妊婦の胆石症はどうですか?

  現代の食生活の欧米化.若い専門女性の仕事のプレッシャーの高まり.生活の加速化.不規則な食生活などにより.若い女性の胆嚢結石の発生率は決して低くはないのです。胆石症で妊娠を準備している若い女性では.妊娠すると胆石症の可能性が高くなると同時に.急性胆嚢炎を悪化させる可能性があるため.妊娠中の急性胆嚢炎発作は隠れた問題であると言えます。妊娠中の急性胆嚢炎の発生率は約0.8%と急性虫垂炎に次いで多く.妊婦に多い急性腹症で.そのうち70%は胆石症と合併しています。  急性胆嚢炎は妊娠のどの時期にも起こり得ますが.妊娠後期に多くみられます。妊娠中の胆嚢炎の診断と治療は.その特異性からより困難である。痛みは通常.右上腹部に突然起こりますが.上腹部の中央部や肘下に見られることもあり.発作的に増大します。妊娠後期では.子宮が大きくなっているため.初期の腹部症状は目立たないことがありますが.炎症が悪化して限局性腹膜炎を併発して初めて.右上腹部症状が現れることがあります。妊娠中の胆嚢炎は通常保存的に治療されますが.手術をすると妊娠中の胎児の早産や流産につながる可能性があります。  なぜ妊娠中に胆石ができやすいのですか?  妊娠中は体内のエストロゲンやプロゲステロンの濃度が著しく上昇するため.一方では血漿LDLの肝臓への取り込みや異化が進み.胆管に排泄されるコレステロールが増加して胆汁コレステロール飽和度と胆石形成指数が上昇し.胆嚢結石の形成につながりやすくなっています。一方.プロゲステロンは胆嚢・胆道平滑筋を弛緩させるため.胆嚢の空洞化が遅くなり.胆汁うっ滞が起こり.エストロゲンは胆嚢粘膜のナトリウム調節機能を低下させ.胆嚢粘膜の水分吸収能を低下させ胆嚢の濃縮機能にも影響を及ぼします。  胆石症で妊娠している場合はどうしたらよいですか?  妊娠前にすでに結石がある患者さんは.次のような場合です。1) 再発性の胆石症.2) 胆嚢が結石でいっぱいになり.胆嚢が機能しなくなった.3) 胆嚢内に小さな石があり.いつでも脂肪分の多い食べ物を食べた後に引きずる可能性がある.4) 症状の大きな石がある。上記の場合.腹腔鏡下胆嚢摘出術は妊娠前に行う必要があり.妊娠中の発作で厄介な治療を避けることができます。  妊娠を控えている胆石症の女性には.次のようなことが必要です。
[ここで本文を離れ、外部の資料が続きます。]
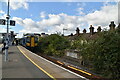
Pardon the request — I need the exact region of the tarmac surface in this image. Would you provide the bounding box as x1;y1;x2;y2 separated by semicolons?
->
0;44;2;79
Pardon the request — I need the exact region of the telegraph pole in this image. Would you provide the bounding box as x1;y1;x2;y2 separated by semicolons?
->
5;0;10;62
63;28;67;36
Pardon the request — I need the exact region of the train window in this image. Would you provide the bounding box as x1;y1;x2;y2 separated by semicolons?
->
35;37;38;42
26;37;30;43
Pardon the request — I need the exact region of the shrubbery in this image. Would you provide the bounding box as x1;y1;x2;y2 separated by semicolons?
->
76;30;120;79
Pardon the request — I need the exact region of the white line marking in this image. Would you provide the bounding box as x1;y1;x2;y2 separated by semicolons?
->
19;46;89;80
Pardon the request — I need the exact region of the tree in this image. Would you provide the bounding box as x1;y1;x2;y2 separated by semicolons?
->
39;34;70;56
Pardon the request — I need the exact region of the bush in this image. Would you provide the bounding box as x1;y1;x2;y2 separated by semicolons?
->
39;34;70;56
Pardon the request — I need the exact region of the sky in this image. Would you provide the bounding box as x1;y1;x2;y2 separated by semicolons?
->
0;0;118;37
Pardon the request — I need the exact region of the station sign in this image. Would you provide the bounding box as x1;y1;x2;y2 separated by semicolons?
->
10;20;15;26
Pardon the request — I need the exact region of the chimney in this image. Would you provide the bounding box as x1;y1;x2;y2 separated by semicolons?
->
89;25;94;35
97;26;102;33
83;29;87;33
76;27;80;36
109;21;116;30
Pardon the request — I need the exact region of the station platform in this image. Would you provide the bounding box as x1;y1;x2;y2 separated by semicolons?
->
1;46;86;80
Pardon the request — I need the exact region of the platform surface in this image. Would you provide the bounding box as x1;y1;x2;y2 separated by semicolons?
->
1;46;85;80
2;46;52;80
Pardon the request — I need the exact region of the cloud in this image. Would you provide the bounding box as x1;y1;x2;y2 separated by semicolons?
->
6;0;29;10
77;8;85;15
84;5;118;28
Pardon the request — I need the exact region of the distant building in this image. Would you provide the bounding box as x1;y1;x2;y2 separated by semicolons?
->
41;33;48;37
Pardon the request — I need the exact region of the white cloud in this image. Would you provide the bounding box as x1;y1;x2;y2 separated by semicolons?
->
13;5;118;35
6;0;29;10
40;11;46;19
84;5;118;30
77;8;85;16
0;10;5;14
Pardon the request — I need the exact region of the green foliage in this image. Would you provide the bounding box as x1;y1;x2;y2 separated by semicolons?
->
80;30;120;78
39;34;70;56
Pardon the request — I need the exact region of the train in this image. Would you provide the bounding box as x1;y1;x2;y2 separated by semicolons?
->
19;34;40;51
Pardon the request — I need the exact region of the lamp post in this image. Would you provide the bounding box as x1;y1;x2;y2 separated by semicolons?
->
63;28;67;36
5;0;10;62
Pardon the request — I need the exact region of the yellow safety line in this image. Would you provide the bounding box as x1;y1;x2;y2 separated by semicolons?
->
68;66;92;75
17;46;56;80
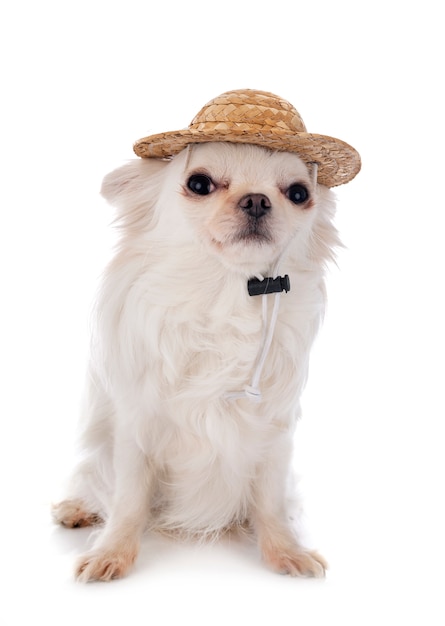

1.妊娠中に適切な身体活動を行う.2.脂肪分の多い肉や動物の内臓を控え.新鮮な野菜や果物を多く食べる.3.水を多く飲み.規則正しい食事を心がけ.適度な食事体系を持つ.4.十分な睡眠を確保し.十分なエネルギーを維持する.などです。  妊娠中に脂肪の多い食べ物を食べた時.右上腹部の不快な症状が現れたら.病院に行って詳しい検査(例えば.胆嚢のB型超音波検査など)をしてください。